Consciousness as A Working Definition but Not A Philosophical Enquiry in AI

1. Characteristics of Conceptualization

An important feature of the human mind is conceptualization. The conceptualization is the process of going from an idea to a corresponding definition. An initial idea or an intuitive insight can involve many attributes. One of the purposes of conceptualization is to make trade-offs among these attributes. If one wants to say everything, then it most likely results in saying nothing. Definition is an advanced stage of concept development, which must select discriminately from its possible attributes.

In the field of artificial intelligence, there are two concepts that have these properties: “if you don't say it, it's always there with you”; “if you say it, it is always incomplete.” The first is consciousness, and the second is intelligence. These concepts not only show the power of the human mind, but also reflect the limitations of human cognition. The concept of artificial intelligence itself is the embodiment of this evolution process.

In the language of dynamics analysis, there are two ways to describe the evolution of this concept: the Hamiltonian formalism and the Lagrangian formalism. The former requires an initial outline of a concept and to observe its evolution. The latter sets its initial and final properties, and then studies the path that leads to the minimum action occurring in the process. Both are effective ways to study the conceptualization process of artificial intelligence. When the particular function and its states are not given, the two become Hamiltonian operator and Lagrangian operator. The operator provides the structure, and in the language of category theory, the structure is the functor. [3] Therefore, the two can be regarded as the Hamilton functor and the Lagrange functor.
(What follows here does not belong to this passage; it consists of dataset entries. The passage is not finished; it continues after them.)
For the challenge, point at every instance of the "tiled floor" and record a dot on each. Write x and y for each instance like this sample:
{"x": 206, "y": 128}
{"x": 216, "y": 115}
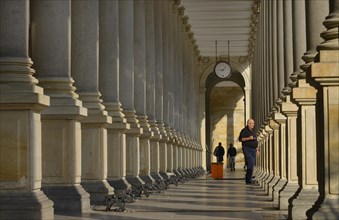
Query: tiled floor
{"x": 201, "y": 198}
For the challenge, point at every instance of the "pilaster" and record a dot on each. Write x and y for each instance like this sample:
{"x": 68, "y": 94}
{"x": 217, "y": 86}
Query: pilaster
{"x": 61, "y": 122}
{"x": 325, "y": 72}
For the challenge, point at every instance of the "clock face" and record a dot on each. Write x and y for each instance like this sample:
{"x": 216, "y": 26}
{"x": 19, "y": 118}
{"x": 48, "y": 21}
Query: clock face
{"x": 222, "y": 69}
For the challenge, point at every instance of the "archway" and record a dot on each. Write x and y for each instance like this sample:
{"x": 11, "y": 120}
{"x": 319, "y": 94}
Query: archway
{"x": 239, "y": 81}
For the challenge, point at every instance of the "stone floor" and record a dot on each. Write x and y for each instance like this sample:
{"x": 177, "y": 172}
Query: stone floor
{"x": 201, "y": 198}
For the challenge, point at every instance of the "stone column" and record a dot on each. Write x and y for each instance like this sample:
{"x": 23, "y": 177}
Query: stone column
{"x": 61, "y": 122}
{"x": 140, "y": 89}
{"x": 325, "y": 72}
{"x": 269, "y": 182}
{"x": 290, "y": 110}
{"x": 274, "y": 155}
{"x": 21, "y": 102}
{"x": 150, "y": 86}
{"x": 85, "y": 69}
{"x": 281, "y": 157}
{"x": 163, "y": 121}
{"x": 305, "y": 96}
{"x": 126, "y": 90}
{"x": 109, "y": 87}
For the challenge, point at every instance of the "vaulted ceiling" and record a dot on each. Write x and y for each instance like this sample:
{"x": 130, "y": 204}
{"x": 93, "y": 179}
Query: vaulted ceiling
{"x": 222, "y": 21}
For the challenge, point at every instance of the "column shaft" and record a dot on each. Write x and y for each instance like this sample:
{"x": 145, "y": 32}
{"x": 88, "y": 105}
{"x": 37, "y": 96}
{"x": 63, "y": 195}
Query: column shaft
{"x": 21, "y": 102}
{"x": 61, "y": 122}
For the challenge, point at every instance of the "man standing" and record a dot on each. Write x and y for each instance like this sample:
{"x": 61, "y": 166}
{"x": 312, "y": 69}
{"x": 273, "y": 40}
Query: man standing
{"x": 219, "y": 152}
{"x": 231, "y": 153}
{"x": 249, "y": 145}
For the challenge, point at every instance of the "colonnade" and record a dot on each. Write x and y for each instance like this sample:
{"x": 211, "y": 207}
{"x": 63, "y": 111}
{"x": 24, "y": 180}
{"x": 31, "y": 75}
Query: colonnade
{"x": 296, "y": 77}
{"x": 95, "y": 96}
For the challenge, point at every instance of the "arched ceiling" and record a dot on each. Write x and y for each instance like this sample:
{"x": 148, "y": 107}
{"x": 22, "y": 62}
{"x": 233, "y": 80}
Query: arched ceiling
{"x": 221, "y": 20}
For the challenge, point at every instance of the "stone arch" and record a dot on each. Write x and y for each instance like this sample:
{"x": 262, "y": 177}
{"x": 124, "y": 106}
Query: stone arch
{"x": 206, "y": 69}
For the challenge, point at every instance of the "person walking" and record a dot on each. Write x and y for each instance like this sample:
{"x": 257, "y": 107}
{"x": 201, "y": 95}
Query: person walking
{"x": 219, "y": 152}
{"x": 231, "y": 153}
{"x": 249, "y": 145}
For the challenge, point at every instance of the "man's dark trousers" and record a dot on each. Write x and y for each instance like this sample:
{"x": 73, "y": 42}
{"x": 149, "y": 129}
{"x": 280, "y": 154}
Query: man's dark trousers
{"x": 250, "y": 156}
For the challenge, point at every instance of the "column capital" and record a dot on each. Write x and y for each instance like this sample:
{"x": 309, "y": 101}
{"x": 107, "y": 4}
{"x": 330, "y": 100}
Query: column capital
{"x": 273, "y": 124}
{"x": 279, "y": 118}
{"x": 288, "y": 108}
{"x": 304, "y": 94}
{"x": 326, "y": 72}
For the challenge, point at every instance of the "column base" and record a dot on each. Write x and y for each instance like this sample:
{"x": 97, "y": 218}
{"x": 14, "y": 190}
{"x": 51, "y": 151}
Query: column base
{"x": 25, "y": 205}
{"x": 135, "y": 180}
{"x": 302, "y": 203}
{"x": 329, "y": 209}
{"x": 276, "y": 189}
{"x": 68, "y": 198}
{"x": 286, "y": 193}
{"x": 98, "y": 190}
{"x": 119, "y": 184}
{"x": 156, "y": 176}
{"x": 147, "y": 179}
{"x": 267, "y": 184}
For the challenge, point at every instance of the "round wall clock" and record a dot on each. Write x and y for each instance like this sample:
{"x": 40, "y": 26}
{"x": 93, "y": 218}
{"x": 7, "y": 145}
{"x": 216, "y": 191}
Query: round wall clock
{"x": 222, "y": 69}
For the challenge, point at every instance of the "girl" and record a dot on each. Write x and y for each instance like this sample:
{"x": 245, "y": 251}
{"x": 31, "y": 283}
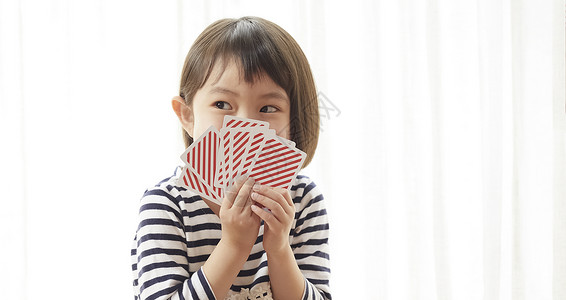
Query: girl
{"x": 187, "y": 247}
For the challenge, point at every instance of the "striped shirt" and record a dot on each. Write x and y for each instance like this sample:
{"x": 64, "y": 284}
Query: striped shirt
{"x": 177, "y": 232}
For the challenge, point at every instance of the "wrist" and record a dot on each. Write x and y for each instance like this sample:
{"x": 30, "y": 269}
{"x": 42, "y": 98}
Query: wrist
{"x": 236, "y": 247}
{"x": 282, "y": 252}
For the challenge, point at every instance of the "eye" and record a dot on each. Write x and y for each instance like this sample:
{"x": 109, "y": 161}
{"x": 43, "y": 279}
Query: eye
{"x": 268, "y": 109}
{"x": 222, "y": 105}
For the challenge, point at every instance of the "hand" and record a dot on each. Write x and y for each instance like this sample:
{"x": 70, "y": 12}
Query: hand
{"x": 240, "y": 225}
{"x": 277, "y": 222}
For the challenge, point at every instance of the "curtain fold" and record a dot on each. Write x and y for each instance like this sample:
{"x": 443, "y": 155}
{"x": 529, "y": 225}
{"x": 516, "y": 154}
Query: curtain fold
{"x": 442, "y": 153}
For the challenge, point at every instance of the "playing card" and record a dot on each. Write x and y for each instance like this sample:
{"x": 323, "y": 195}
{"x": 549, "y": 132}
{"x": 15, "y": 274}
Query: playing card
{"x": 277, "y": 164}
{"x": 224, "y": 156}
{"x": 241, "y": 147}
{"x": 200, "y": 158}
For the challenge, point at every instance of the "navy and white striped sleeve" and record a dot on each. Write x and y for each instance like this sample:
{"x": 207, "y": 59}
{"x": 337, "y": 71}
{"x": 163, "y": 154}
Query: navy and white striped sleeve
{"x": 309, "y": 239}
{"x": 160, "y": 264}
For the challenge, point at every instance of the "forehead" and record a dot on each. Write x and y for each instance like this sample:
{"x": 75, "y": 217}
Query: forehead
{"x": 231, "y": 72}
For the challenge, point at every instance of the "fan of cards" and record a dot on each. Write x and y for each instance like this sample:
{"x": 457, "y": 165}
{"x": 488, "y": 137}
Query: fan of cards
{"x": 242, "y": 147}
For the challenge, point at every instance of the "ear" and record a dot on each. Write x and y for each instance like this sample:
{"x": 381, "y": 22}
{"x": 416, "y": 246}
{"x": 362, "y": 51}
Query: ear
{"x": 184, "y": 113}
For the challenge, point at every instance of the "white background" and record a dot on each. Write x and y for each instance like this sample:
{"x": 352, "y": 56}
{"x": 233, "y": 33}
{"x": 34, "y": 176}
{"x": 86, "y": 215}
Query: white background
{"x": 444, "y": 171}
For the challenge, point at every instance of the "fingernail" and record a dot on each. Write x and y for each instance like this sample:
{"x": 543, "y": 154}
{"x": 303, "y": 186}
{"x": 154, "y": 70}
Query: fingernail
{"x": 242, "y": 178}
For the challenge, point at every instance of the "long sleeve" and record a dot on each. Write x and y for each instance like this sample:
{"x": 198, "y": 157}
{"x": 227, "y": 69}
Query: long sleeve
{"x": 160, "y": 261}
{"x": 309, "y": 240}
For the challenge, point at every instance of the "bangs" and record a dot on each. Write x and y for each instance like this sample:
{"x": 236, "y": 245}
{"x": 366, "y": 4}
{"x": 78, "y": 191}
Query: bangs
{"x": 250, "y": 46}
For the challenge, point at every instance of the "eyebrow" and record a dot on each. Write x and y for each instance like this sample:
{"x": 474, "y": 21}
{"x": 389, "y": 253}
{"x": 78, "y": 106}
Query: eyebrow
{"x": 222, "y": 90}
{"x": 270, "y": 95}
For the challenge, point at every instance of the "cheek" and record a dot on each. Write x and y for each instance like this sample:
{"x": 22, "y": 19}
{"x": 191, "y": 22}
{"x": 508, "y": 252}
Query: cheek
{"x": 204, "y": 120}
{"x": 283, "y": 127}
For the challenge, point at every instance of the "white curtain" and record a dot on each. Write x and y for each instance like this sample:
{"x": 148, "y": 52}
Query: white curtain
{"x": 442, "y": 153}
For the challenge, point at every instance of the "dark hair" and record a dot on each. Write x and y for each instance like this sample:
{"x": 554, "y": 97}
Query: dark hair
{"x": 260, "y": 47}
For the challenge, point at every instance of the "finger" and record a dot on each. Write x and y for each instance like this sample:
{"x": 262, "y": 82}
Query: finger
{"x": 286, "y": 195}
{"x": 232, "y": 192}
{"x": 244, "y": 194}
{"x": 265, "y": 216}
{"x": 276, "y": 196}
{"x": 274, "y": 206}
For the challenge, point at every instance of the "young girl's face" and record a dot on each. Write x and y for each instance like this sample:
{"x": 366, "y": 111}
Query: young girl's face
{"x": 227, "y": 93}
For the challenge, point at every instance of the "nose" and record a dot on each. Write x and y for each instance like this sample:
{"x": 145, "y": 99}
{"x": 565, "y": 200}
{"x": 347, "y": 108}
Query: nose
{"x": 245, "y": 111}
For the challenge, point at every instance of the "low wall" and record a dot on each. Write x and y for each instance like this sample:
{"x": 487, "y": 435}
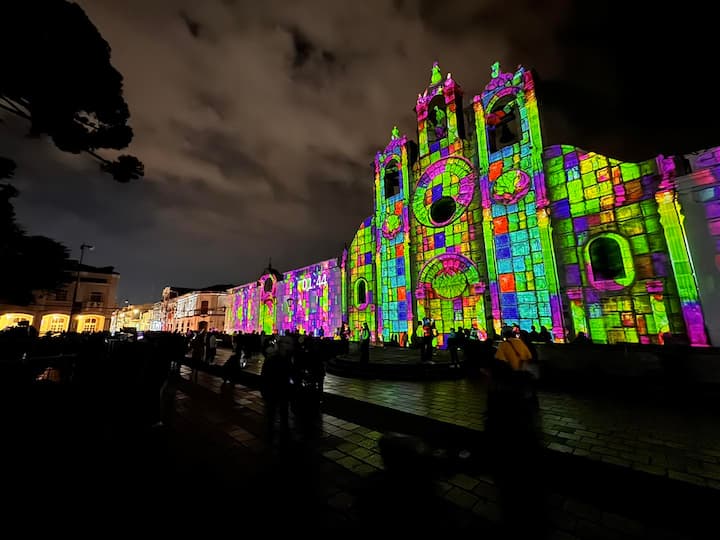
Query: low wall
{"x": 685, "y": 364}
The purpose of this paper is to take advantage of the Gödel numbering method, and to treat it as a functor. By applying the Gödel functor on consciousness, we introduce the notion of Gödel consciousness. The philosophical inquiry about consciousness can be endless. Needless to say, the commonly agreed definition of consciousness in artificial intelligence most likely not be reached in the near future. The notion of Gödel consciousness is introduced as a working definition, which specifically takes an operator approach. For a given sentence L, its Gödel consciousness is a specific conscious state of that L. Accordingly, a self-referential structure involving Gödel consciousness is also a functor (G-functor), which can be used to construct natural transformations between different domains.
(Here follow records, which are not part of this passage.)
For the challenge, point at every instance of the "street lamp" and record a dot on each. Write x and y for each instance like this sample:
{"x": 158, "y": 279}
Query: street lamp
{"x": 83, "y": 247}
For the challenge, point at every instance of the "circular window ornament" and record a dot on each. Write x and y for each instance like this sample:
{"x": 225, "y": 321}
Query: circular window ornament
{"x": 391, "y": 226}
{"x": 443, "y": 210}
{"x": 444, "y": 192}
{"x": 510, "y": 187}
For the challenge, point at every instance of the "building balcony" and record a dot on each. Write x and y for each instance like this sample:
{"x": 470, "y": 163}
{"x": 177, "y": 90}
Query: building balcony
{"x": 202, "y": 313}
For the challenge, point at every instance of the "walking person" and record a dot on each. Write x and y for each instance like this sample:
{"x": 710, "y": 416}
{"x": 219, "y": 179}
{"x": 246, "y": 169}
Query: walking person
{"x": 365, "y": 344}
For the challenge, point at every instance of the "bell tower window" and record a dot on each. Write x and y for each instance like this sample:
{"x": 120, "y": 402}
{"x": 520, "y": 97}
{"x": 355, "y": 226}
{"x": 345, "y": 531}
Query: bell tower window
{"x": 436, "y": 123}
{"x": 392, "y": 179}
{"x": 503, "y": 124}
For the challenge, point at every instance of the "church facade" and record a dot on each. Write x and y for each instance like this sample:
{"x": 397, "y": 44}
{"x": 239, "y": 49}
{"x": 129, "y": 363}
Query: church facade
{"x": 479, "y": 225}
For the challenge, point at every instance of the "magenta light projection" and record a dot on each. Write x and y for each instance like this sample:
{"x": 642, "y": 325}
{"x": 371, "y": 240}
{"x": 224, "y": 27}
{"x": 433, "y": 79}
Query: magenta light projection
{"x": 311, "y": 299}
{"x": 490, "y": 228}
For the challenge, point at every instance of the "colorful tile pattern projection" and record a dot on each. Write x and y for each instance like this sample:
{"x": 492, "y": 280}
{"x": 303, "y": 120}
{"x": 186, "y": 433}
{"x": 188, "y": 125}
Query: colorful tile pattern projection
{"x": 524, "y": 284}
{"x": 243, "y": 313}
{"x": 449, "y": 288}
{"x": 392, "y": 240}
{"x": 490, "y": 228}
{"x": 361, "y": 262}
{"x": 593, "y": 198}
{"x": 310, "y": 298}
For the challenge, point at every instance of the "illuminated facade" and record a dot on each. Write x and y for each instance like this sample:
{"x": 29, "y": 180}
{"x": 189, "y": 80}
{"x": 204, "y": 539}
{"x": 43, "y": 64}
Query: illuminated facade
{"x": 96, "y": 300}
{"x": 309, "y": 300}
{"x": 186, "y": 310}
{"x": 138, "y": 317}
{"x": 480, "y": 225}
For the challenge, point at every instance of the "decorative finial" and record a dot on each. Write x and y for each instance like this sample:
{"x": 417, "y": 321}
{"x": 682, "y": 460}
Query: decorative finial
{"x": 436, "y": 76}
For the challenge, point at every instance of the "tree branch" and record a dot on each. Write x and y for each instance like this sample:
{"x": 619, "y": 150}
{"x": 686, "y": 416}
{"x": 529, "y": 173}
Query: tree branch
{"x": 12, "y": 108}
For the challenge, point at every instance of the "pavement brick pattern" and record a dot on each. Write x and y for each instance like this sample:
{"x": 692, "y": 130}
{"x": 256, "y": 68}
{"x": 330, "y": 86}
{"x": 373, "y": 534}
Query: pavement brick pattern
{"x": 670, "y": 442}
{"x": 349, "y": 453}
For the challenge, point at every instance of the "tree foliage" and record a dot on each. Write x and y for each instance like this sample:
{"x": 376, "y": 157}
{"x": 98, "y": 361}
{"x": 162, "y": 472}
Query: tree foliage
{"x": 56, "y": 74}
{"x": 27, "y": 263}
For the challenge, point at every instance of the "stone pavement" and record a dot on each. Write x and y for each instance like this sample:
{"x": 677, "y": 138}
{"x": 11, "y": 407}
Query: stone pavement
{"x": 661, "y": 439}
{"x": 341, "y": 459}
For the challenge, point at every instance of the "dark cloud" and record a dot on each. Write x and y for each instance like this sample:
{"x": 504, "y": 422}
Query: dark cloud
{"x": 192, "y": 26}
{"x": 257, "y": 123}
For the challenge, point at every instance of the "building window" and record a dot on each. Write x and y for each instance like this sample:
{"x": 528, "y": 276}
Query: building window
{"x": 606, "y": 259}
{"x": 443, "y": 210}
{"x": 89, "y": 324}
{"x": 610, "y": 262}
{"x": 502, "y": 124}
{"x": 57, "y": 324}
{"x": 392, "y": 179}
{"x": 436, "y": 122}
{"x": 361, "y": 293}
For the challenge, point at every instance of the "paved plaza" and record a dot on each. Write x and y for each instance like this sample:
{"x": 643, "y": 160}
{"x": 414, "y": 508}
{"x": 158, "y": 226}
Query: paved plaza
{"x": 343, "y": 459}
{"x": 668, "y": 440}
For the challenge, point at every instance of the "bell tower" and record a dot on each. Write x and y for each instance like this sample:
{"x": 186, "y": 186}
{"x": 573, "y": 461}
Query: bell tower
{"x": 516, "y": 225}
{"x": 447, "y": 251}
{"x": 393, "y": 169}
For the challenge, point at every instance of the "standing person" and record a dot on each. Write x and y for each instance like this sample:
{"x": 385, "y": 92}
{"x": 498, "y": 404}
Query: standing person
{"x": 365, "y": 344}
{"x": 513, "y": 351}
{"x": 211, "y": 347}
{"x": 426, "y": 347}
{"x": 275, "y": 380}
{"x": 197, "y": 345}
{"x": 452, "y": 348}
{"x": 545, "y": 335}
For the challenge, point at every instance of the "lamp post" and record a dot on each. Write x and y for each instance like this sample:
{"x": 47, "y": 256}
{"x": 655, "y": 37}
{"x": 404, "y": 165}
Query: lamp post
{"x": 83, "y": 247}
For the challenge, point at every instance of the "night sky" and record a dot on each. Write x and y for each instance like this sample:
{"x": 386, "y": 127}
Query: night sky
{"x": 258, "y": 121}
2. The Significance of the Independence Result

Alexius Meinong once remarked of consciousness in traditional epistemology and philosophy of mind as follows, “Consciousness is a kind of irreducible directedness, being through some intentional content, toward some possible object without requiring the existence of that possible object.” [1] Here the concept of consciousness is characterized by directedness, throughness, and towardness.

This working definition is useful in certain contexts. For instance, sub-economic dynamics (and sub-cognitive dynamics) [8] is based on the quantum chromodynamics (QCD) as a reference modeling framework. It interprets consciousness using the strong force mediated by gluons. The purpose of this treatment is to give consciousness a relativistic nature, that is, consciousness that is light-like and bosonic. This treatment is a limited and restricted definition. Meinong's concept of consciousness complements this working definition.

The overall perception of the definability of consciousness is much like the continuum hypothesis. After Cohen proved that the continuum hypothesis is independent of the ZF system in Axiomatic Set Theory, it was generally considered that Hilbert's first problem was solved, just as Gödel's independent result was generally thought to imply that the Hilbert's second problem was solved. If Hilbert's original intention is carefully understood and revisited, the emergence of various independent results should lead to deeper thinking. The present author proposes that the independent results generated from a system is a reflection with the holographic projection. (This is also the basic principle of the present author’s design of the Platonic Computer: inverse detection and backpropagation with independent results.)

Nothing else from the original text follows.